Australia will 'meet and beat' lower emissions targets, says Scott Morrison

Australia's prime minister Scott Morrison has said his country will 'meet and beat' lower carbon emissions targets Credit: PA

Australia's prime minister Scott Morrison has said his government will "meet and beat" its targets for lower carbon emissions.

The prime minister said Australia will reduce emissions by 35% below 2005 levels by 2030 and he committed to the country reaching net zero carbon emissions by 2050.

At a news conference on Tuesday, Mr Morrison said: "We will meet it and we will beat it", in reference to the 2030 target.

He added: “We’ll beat it with emissions reductions we believe of up to 35% and we may even achieve better".

Scientists have said climate change increases the risk of wildfires in Australia. There were fires in Perth (pictured) earlier this year Credit: AP

The Sydney-born prime minister said Australia has already reduced carbon emissions by more than 20% from 2005 levels.

Investment in green technologies - and incentives to use them - will be introduced for Australia to meet its goal. The Australian government said it will invest at least 20 billion Australian dollars (about £10 billion) in low-emissions technology by 2030.

Boris Johnson said Australia had done "a heroic thing" by committing to net zero by 2050. The UK's prime minister - who will host the COP26 climate summit - acknowledged the country's reliance on coal and natural gas and said low emissions targets would be "very difficult" for Australia and its government.

The COP26 climate conference - what you need to know

What is COP26? When and where will it be?

Each year, the United Nations Framework Convention on Climate Change (UNFCCC) meets at what is called the Conference of the Parties (abbreviated as COP) to discuss the world's progress on climate change and how to tackle it.

COP26 is the 26th United Nations Climate Change Conference of the Parties summit which will be held in Glasgow from 31 October to 12 November.

Who is going?

Leaders of the 197 countries that signed the United Nations Framework Convention on Climate Change (UNFCCC) – a treaty that came into force in 1994 - are invited to the summit.

These are some of the world leaders that will be attending COP26:

  • US President Joe Biden, climate envoy John Kerry, climate adviser and former Environmental Protection Agency Administrator Gina McCarthy, and 10 other US cabinet officials.

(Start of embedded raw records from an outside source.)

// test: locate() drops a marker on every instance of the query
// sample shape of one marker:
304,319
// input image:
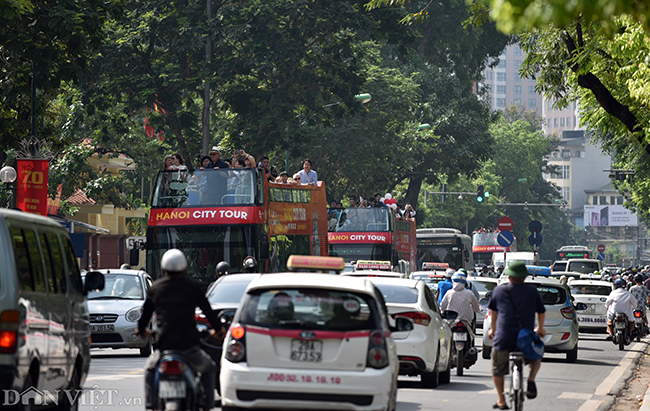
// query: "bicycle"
517,380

  • Australia's Prime Minister Scott Morrison. In the days leading up to COP26, Mr Morrison committed Australia to a target of net zero carbon emissions by 2050.

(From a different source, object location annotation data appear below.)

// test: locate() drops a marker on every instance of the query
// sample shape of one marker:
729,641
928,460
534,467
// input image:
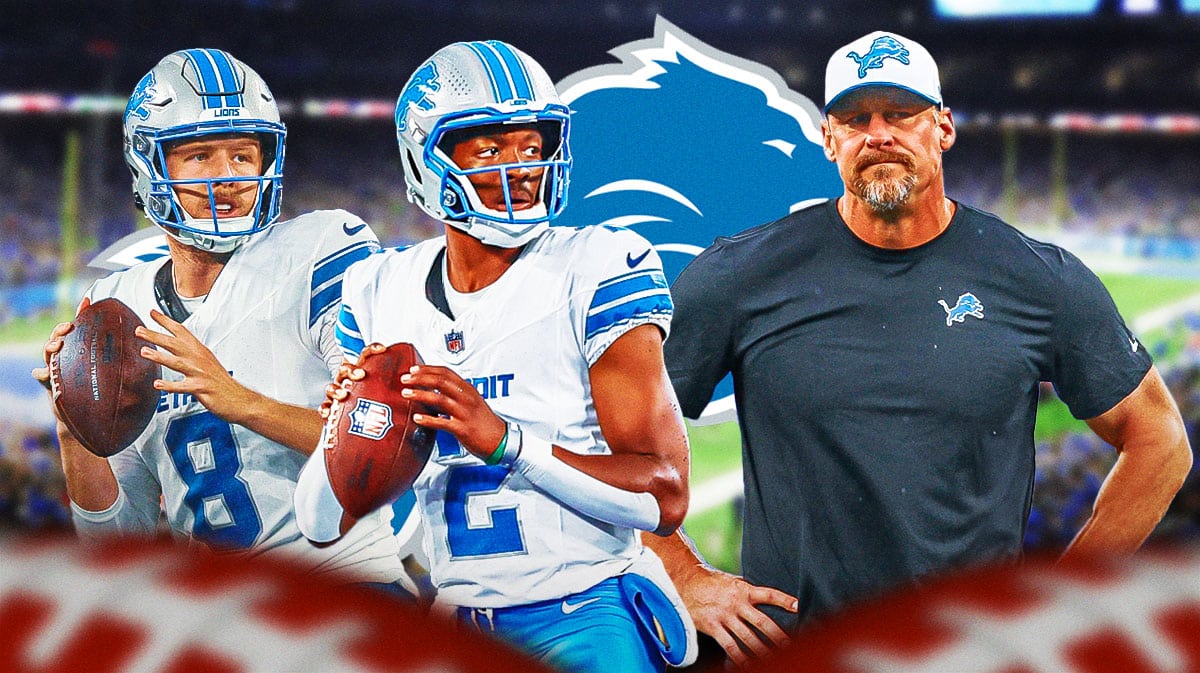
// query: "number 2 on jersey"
502,535
203,449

Prince Charles, Prince William, the Duchess of Cornwall and the Duchess of Cambridge are also attending. The Queen has withdrawn from visiting after being advised by her doctors to rest - she will address the conference virtually instead.

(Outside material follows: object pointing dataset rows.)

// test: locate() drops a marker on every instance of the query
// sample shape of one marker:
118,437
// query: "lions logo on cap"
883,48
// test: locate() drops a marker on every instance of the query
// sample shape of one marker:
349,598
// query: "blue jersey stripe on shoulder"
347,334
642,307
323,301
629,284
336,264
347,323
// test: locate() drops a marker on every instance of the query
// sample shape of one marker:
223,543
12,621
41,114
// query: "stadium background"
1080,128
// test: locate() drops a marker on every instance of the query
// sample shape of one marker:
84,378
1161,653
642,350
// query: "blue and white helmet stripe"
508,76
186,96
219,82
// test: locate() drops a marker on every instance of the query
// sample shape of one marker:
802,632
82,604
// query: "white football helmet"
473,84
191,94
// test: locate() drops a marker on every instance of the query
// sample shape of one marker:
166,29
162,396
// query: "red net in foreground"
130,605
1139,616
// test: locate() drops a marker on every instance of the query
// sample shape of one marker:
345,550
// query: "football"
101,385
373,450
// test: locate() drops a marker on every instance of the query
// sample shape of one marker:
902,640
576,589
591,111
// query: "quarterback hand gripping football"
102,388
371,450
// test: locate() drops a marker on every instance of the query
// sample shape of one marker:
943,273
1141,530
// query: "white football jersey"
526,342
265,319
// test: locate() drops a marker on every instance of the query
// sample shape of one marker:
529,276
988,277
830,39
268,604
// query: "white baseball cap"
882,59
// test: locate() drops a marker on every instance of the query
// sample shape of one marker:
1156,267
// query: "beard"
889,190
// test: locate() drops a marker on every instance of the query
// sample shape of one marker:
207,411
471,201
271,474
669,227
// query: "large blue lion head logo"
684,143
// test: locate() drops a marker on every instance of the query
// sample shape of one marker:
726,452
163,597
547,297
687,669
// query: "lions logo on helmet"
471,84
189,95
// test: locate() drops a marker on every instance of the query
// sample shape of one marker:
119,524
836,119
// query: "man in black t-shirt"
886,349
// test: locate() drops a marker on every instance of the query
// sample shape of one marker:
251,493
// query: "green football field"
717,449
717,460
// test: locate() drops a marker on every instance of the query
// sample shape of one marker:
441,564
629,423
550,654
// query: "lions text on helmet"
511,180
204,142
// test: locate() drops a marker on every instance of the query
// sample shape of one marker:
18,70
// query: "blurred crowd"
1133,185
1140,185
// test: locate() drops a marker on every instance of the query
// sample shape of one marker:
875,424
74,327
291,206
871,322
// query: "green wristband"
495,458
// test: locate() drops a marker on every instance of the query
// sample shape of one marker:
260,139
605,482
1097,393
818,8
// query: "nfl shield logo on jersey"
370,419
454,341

China's President Xi Jinping, Russia's President Vladimir Putin, and President Jair Bolsonaro of Brazil are among the leaders that have decided not to travel to Glasgow.

Back to top

What is it hoping to achieve?

1. Achieve net zero greenhouse gas emissions by 2050 and limiting global warming to 1.5C above pre-industrial levels - Countries are being encouraged to set ambitious 2030 emissions targets. They are also encouraged to accelerate the phase-out of coal, clamp down on deforestation, speed up the switch to electric vehicles and encourage investment in renewables.

2. Protect natural habitats and communities from climate change disasters

3. Finances for a greener future - In 2009, developed countries were asked to keep to their promises to contribute at least $100 billion (£72.5 billion) per year by 2020 to protect the planet. In 2015, it was agreed that the goal would be extended to 2025.

However, new analysis shows the goal is unlikely to have been met last year and is on track to fall short in 2021 and 2022.

4. Getting all countries and organisations to work together to tackle the climate crisis

Back to top
More than three billion animals have been affected in Australian wildfires, over the past three years Credit: AP

Australia is one of the world’s largest exporters of coal and liquified natural gas. Morrison said his government's net zero target would not shut down Australia’s coal or gas production. He also ruled out low emissions targets leading to higher costs for households and business. He said: “It is not a revolution but a careful evolution to take advantage of changes in our markets”.

Scientists have said climate change increases the risk of wildfires in Australia. The World Weather Attribution consortium said global warming means a 30% increase in the risk of hot and dry weather, which can cause wildfires.

Morrison, who has been prime minister since 2018, said Australians want action on climate change, but want low emissions policies that don't negatively impact their money and jobs:

"They’re taking action on climate change but they also want to protect their jobs and their livelihoods. They also want to keep the costs of living down," he said.